Caterpillar, una corsa contro il tempo. L'intervento del sindaco Bacci: «Va rinviata la data dei licenziamenti»

Domenica 23 Gennaio 2022 di Fabrizio Romagnoli
Caterpillar, una corsa contro il tempo. L'intervento del sindaco Bacci: «Va rinviata la data dei licenziamenti»

JESI -  «Un percorso duro e difficile. Ma di elementi per trovare una sintesi, credo che un minimo ce ne siano». Non vuol del tutto chiudere la porta alla speranza d’una evoluzione positiva della vertenza Caterpillar, il sindaco Massimo Bacci, dopo che dal primo incontro al tavolo del Mise, presenti funzionari dei ministeri sia dello Sviluppo economico sia del Lavoro e i vertici della Regione, si è usciti con una fumata nera e con una proposta, da parte di Caterpillar, che tutte le controparti hanno giudicato in maniera negativa.

 

Certo, concorda Bacci, non si può prescindere dalla necessità di dare più tempo e respiro alle trattative. Perché il calendario corre: oggi stesso un mese esatto dall’epilogo della procedura di mobilità che, tutt’ora aperta, dopo il 24 febbraio farebbe scattare i licenziamenti dei 189 addetti a tempo indeterminato del sito di via Roncaglia. «Posticipare la data del 24 febbraio è la condizione primaria per poter discutere - conviene Bacci – altrimenti è impossibile». Proprio su questa richiesta di concedere più tempo alle possibilità di trovare una soluzione differente alla crisi apertasi il 10 dicembre, la multinazionale americana è stata però sin qui inamovibile. Dando l’impressione al momento di procedere di nome e di fatto come un Caterpillar in direzione dei licenziamenti: fra un mese oppure, secondo la proposta avanzata al tavolo del Mise, dopo un anno di ammortizzatori sociali ma con la garanzia sin da ora che al termine chi non sarà stato ricollocato sarà comunque fuori. «Inaccettabile» per i sindacati, «irrispettoso» per il presidente della Regione Francesco Acquaroli.

Il sindaco Bacci, che nella mattina che aveva preceduto l’incontro pomeridiano in videoconferenza con il Mise aveva ricevuto in Comune i rappresentanti del consiglio di fabbrica e delle organizzazioni sindacali, dice: «Vedo intanto in maniera molto positiva l’apertura del tavolo da parte del Ministero, che non era assolutamente scontato accadesse. Ed è una buona cosa che per dare un futuro allo stabilimento si siano manifestati almeno un interessamento concreto ma pure, a quanto mi pare abbia riferito anche Caterpillar, altri». Prosegue Bacci: «Certo, quello da affrontare sarà un percorso duro, con contrapposizioni che con ogni probabilità saranno anche forti. Ma possibilità per una sintesi credo ce ne siano».

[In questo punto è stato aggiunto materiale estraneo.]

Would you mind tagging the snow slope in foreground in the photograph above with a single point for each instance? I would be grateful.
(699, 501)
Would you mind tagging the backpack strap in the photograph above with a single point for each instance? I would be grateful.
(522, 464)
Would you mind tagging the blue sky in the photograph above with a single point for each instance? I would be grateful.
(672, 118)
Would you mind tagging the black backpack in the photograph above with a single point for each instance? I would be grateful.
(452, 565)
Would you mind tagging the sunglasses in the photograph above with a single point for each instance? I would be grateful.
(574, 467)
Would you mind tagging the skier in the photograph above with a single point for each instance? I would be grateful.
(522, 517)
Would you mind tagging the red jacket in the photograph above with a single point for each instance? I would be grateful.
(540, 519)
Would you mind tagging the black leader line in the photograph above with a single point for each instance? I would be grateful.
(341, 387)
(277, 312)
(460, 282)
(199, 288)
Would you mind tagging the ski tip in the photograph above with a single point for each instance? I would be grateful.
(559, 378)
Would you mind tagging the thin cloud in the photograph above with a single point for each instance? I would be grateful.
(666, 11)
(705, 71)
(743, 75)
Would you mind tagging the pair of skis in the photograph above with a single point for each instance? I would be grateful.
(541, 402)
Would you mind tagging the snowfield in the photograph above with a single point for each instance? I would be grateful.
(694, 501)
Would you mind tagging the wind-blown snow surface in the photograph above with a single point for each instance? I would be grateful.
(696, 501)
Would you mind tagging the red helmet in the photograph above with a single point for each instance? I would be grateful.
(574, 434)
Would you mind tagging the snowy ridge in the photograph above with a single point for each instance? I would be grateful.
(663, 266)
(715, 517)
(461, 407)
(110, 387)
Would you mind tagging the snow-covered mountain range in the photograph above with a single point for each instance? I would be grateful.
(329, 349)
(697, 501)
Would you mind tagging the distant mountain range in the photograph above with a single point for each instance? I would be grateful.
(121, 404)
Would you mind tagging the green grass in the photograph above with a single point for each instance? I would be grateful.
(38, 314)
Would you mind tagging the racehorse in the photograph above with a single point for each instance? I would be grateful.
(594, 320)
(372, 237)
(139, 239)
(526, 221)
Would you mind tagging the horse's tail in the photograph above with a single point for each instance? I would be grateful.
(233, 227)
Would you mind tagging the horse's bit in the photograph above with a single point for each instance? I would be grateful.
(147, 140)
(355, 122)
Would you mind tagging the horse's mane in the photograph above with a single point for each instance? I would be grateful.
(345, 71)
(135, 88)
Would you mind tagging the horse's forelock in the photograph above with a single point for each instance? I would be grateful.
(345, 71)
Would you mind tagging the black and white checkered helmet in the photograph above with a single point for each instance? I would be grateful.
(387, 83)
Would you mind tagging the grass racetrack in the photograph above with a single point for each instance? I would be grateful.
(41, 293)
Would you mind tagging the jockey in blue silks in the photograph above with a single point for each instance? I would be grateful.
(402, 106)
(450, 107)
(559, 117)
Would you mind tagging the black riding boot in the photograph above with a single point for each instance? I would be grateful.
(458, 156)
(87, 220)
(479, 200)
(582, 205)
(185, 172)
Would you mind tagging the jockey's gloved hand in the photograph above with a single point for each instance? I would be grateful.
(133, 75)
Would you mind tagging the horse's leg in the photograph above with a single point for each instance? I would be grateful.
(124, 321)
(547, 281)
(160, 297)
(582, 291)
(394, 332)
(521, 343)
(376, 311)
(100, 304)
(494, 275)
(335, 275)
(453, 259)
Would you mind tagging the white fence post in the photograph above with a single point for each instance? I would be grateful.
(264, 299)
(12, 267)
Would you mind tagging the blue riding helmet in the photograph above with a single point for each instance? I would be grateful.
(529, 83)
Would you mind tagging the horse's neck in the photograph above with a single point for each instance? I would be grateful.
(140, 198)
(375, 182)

Domani i lavoratori Caterpillar si ritroveranno in assemblea in fabbrica per decidere i prossimi passi della mobilitazione. Si pensa di coinvolgere anche gli altri stabilimenti italiani del gruppo statunitense. E se entro il 14 febbraio la lombarda Duplomatic, che ha già visitato il sito di Jesi, dovrà formalizzare in una lettera di intenti le proprie volontà di rilevarlo, si attendono per le prossime settimane i passaggi in via Roncaglia anche degli altri due soggetti del cui interessamento hanno parlato l’ad Jean Mathieu Chatain e l’avvocato Vincenzo Di Gennaro in rappresentanza della multinazionale davanti al Mise. Il tavolo ministeriale potrebbe essere riconvocato già nella prossima settimana.